The use of an Operational Relay Box network allows UAT‑7810 to mask the true source of its operations, complicating incident response and threat intelligence efforts. By bouncing traffic through compromised routers situated in diverse geographic locations, the group can evade simple IP‑based blocking and make attribution to a specific state sponsor more uncertain. Such tactics are increasingly favoured by actors seeking to operate under the guise of legitimate traffic.
Network administrators should prioritise firmware updates for Ruckus and ASUS devices, applying the latest security patches that address the flaws previously abused by the group. Monitoring for unusual outbound connections from internal routers to unknown external endpoints can help detect relay traffic, while disabling unused services reduces the attack surface. Enforcing strict segmentation between management interfaces and user networks limits the ability of malware to pivot laterally.

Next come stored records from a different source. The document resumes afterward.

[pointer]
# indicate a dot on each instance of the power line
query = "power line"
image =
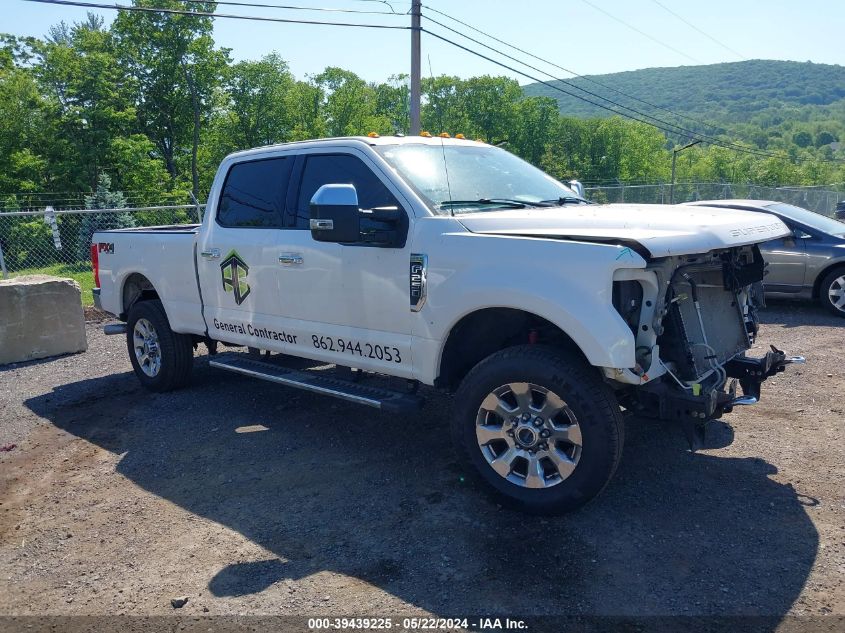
(231, 16)
(643, 33)
(677, 130)
(695, 28)
(572, 72)
(289, 7)
(660, 125)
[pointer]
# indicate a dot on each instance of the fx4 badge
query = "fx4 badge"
(235, 271)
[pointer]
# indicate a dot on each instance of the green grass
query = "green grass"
(80, 272)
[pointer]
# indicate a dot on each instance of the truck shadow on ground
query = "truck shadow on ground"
(330, 486)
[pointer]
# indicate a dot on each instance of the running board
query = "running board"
(376, 397)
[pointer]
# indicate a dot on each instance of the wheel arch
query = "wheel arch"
(485, 331)
(824, 273)
(136, 287)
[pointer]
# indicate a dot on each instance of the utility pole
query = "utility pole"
(416, 10)
(675, 153)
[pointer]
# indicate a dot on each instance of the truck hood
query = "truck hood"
(662, 230)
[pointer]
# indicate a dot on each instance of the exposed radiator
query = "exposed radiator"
(723, 323)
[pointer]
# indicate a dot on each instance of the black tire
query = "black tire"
(175, 351)
(834, 280)
(589, 399)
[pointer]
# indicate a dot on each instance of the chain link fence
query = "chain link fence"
(42, 234)
(57, 242)
(816, 199)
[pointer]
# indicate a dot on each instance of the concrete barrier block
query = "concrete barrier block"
(40, 316)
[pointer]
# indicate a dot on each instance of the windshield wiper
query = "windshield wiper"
(511, 203)
(559, 202)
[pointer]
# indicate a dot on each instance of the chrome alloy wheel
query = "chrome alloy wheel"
(836, 293)
(528, 435)
(145, 344)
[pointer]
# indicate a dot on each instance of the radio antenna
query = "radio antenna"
(442, 145)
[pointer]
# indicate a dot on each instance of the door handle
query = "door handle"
(290, 259)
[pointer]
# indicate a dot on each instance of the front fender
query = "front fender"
(570, 284)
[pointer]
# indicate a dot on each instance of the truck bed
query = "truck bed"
(171, 228)
(164, 257)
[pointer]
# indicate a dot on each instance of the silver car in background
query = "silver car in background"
(808, 264)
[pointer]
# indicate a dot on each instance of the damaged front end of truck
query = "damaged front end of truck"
(694, 318)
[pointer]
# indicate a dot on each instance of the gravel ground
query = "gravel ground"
(254, 499)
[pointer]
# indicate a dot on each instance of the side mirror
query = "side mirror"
(335, 214)
(578, 187)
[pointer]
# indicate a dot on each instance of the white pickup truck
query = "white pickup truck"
(452, 263)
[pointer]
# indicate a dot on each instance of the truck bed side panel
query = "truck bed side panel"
(166, 259)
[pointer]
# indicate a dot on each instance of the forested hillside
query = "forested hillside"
(720, 92)
(772, 104)
(154, 104)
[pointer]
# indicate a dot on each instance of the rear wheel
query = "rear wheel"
(540, 428)
(161, 358)
(832, 291)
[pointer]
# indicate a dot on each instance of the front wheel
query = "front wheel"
(162, 359)
(539, 427)
(832, 291)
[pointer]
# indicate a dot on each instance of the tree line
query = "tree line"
(154, 104)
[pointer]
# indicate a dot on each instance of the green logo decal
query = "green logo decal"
(235, 271)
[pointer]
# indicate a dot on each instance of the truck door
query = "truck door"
(238, 254)
(352, 300)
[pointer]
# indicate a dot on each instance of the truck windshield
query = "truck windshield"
(470, 178)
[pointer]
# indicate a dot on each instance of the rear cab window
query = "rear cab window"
(254, 193)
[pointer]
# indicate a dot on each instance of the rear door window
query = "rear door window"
(254, 194)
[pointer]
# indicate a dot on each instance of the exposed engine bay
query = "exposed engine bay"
(693, 319)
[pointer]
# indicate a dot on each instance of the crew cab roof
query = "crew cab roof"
(341, 141)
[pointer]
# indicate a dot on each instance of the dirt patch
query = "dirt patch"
(117, 501)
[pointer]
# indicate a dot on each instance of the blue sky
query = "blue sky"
(571, 33)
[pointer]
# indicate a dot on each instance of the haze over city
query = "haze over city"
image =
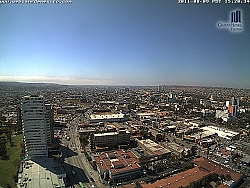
(118, 42)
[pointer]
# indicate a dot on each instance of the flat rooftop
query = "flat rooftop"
(154, 147)
(117, 161)
(222, 132)
(42, 172)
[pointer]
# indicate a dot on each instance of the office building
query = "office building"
(111, 139)
(34, 126)
(118, 165)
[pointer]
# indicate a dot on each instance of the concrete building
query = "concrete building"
(154, 149)
(34, 126)
(203, 168)
(221, 132)
(108, 118)
(110, 139)
(118, 165)
(49, 118)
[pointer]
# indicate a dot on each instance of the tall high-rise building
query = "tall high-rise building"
(49, 118)
(34, 126)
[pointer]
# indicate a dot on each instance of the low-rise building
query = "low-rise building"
(110, 139)
(118, 165)
(154, 149)
(108, 118)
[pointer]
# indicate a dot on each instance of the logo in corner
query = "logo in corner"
(234, 24)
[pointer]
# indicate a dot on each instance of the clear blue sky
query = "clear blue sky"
(124, 42)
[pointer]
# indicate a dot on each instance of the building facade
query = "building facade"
(34, 126)
(110, 139)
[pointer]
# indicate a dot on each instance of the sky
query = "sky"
(125, 42)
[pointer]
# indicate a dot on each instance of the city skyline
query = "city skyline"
(124, 43)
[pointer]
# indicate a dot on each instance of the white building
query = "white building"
(34, 126)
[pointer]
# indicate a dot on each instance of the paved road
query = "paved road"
(76, 161)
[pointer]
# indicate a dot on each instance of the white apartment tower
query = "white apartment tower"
(34, 126)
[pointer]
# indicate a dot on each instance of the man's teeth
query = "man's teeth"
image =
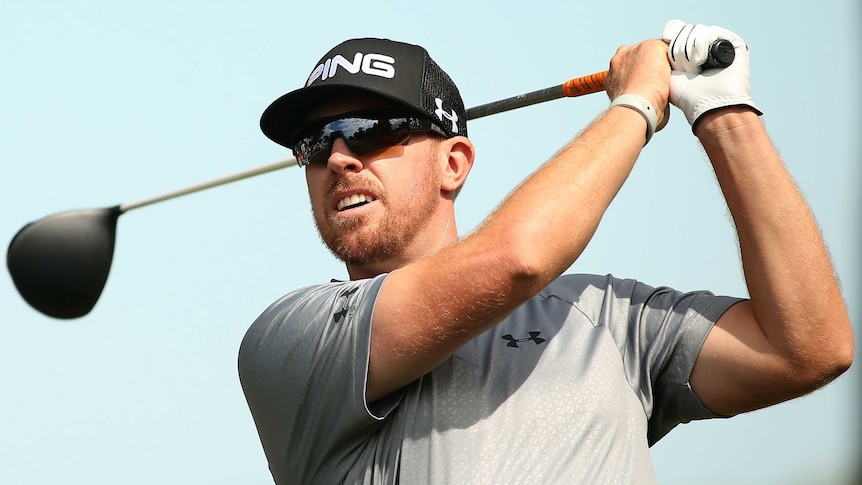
(353, 200)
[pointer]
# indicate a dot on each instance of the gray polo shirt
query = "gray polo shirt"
(573, 387)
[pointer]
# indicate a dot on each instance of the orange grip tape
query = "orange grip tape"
(591, 83)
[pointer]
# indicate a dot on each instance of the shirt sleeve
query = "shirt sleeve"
(303, 366)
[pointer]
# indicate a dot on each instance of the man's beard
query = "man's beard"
(359, 245)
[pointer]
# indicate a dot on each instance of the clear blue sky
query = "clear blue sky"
(106, 102)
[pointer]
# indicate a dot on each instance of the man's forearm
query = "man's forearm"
(795, 296)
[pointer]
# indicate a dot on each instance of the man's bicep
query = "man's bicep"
(737, 369)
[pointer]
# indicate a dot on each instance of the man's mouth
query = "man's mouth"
(355, 200)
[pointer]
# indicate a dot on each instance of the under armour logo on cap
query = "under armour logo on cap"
(441, 113)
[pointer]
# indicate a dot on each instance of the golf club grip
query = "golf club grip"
(721, 54)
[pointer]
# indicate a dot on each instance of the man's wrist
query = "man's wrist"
(641, 105)
(719, 121)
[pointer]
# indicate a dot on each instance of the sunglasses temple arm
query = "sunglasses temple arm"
(579, 86)
(260, 170)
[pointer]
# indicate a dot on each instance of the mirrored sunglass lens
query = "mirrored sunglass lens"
(362, 135)
(376, 135)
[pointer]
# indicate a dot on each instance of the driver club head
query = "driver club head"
(60, 263)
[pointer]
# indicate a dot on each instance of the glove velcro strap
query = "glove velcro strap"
(642, 106)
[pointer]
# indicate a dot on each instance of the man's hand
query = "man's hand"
(696, 91)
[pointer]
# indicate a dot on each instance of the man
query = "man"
(448, 360)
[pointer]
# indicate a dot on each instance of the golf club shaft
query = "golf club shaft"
(574, 87)
(579, 86)
(270, 167)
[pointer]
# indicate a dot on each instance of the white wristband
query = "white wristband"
(642, 106)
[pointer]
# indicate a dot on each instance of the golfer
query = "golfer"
(475, 360)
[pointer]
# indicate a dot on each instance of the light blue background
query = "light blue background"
(106, 102)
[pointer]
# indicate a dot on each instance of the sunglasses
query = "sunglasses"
(364, 132)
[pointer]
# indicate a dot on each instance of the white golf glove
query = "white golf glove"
(696, 91)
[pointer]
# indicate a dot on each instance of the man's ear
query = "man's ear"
(459, 153)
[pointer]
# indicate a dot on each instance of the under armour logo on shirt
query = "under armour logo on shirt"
(345, 307)
(441, 113)
(513, 342)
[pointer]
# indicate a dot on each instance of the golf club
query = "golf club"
(60, 263)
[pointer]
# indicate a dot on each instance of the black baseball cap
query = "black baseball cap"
(399, 72)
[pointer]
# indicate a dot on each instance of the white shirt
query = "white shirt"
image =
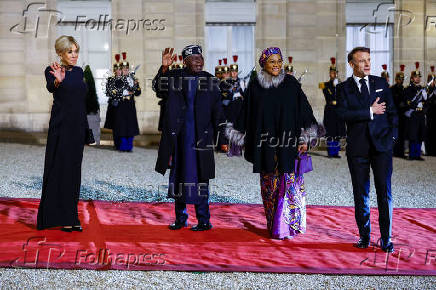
(357, 80)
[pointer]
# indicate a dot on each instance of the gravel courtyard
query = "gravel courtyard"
(111, 175)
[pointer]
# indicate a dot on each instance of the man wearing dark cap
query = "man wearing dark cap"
(416, 97)
(193, 112)
(365, 103)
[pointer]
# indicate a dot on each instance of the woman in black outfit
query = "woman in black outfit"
(66, 139)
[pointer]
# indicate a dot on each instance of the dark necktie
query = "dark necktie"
(364, 92)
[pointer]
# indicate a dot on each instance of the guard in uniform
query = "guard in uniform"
(430, 145)
(401, 105)
(335, 126)
(226, 70)
(125, 125)
(289, 68)
(416, 97)
(385, 74)
(226, 97)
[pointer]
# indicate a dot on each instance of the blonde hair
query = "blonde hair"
(64, 43)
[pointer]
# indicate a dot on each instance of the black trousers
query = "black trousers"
(381, 164)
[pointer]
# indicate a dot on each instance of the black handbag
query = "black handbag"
(89, 137)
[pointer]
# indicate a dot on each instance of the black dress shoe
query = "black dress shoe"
(201, 227)
(389, 248)
(362, 244)
(177, 225)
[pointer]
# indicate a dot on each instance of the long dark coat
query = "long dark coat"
(171, 88)
(64, 151)
(334, 125)
(274, 118)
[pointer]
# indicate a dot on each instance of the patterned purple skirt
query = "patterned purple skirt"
(284, 201)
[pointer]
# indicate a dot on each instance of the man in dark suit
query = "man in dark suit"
(193, 112)
(365, 103)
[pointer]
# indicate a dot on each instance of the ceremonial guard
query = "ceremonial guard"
(235, 107)
(121, 91)
(430, 144)
(112, 93)
(289, 68)
(416, 97)
(385, 74)
(226, 70)
(335, 126)
(400, 103)
(219, 70)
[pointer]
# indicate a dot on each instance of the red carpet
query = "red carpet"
(134, 236)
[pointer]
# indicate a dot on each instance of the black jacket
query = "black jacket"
(354, 110)
(171, 87)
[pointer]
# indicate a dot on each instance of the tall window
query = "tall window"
(225, 40)
(379, 39)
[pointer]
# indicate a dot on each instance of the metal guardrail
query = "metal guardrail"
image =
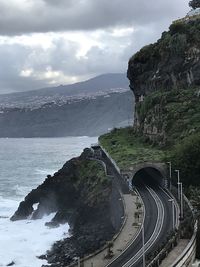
(187, 251)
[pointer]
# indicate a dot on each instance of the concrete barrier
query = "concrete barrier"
(188, 255)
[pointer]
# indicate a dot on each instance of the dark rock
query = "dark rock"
(79, 196)
(11, 264)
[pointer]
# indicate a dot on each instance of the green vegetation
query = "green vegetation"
(186, 157)
(173, 43)
(194, 4)
(127, 149)
(176, 113)
(178, 116)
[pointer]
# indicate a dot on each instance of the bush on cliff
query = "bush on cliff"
(186, 157)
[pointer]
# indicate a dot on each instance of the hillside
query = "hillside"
(57, 112)
(165, 79)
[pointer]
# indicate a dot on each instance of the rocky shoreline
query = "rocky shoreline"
(84, 197)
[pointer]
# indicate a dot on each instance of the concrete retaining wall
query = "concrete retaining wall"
(188, 255)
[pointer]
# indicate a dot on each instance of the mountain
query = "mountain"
(88, 108)
(165, 79)
(92, 87)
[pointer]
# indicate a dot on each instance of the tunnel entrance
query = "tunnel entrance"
(149, 176)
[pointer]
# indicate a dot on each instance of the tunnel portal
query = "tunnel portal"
(149, 176)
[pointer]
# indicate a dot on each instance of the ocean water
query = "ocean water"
(24, 164)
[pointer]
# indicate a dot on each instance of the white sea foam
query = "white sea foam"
(22, 241)
(24, 165)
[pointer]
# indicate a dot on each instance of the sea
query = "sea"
(24, 164)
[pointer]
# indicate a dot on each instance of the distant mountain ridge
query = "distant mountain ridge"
(87, 108)
(98, 85)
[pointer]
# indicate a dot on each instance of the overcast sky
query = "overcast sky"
(51, 42)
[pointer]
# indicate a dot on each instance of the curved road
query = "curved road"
(157, 224)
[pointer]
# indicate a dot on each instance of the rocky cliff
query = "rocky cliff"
(165, 79)
(81, 194)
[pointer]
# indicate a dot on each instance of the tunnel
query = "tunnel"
(149, 176)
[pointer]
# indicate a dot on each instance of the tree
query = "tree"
(194, 4)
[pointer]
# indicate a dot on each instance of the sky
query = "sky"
(46, 43)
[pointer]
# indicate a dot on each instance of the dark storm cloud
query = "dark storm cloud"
(20, 16)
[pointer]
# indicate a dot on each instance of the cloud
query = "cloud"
(50, 16)
(48, 42)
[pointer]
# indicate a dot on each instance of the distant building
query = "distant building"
(194, 12)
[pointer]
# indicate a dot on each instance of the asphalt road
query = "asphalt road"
(157, 225)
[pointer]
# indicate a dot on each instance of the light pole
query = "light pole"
(181, 199)
(173, 219)
(178, 183)
(143, 248)
(78, 261)
(170, 174)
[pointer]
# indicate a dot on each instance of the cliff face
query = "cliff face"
(81, 194)
(165, 79)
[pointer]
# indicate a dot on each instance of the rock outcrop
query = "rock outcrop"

Security teams ought to hunt for indicators such as specific file hashes associated with LONGLEASH, DOGLEASH and JARLEASH, which have been shared in the Talos advisory, and update intrusion detection signatures accordingly. Sharing observed IOCs with trusted peers and participating in industry information‑exchange platforms improves collective defence against evolving proxy networks. Staying alert to changes in router behaviour and maintaining offline backups of configuration files further strengthens resilience.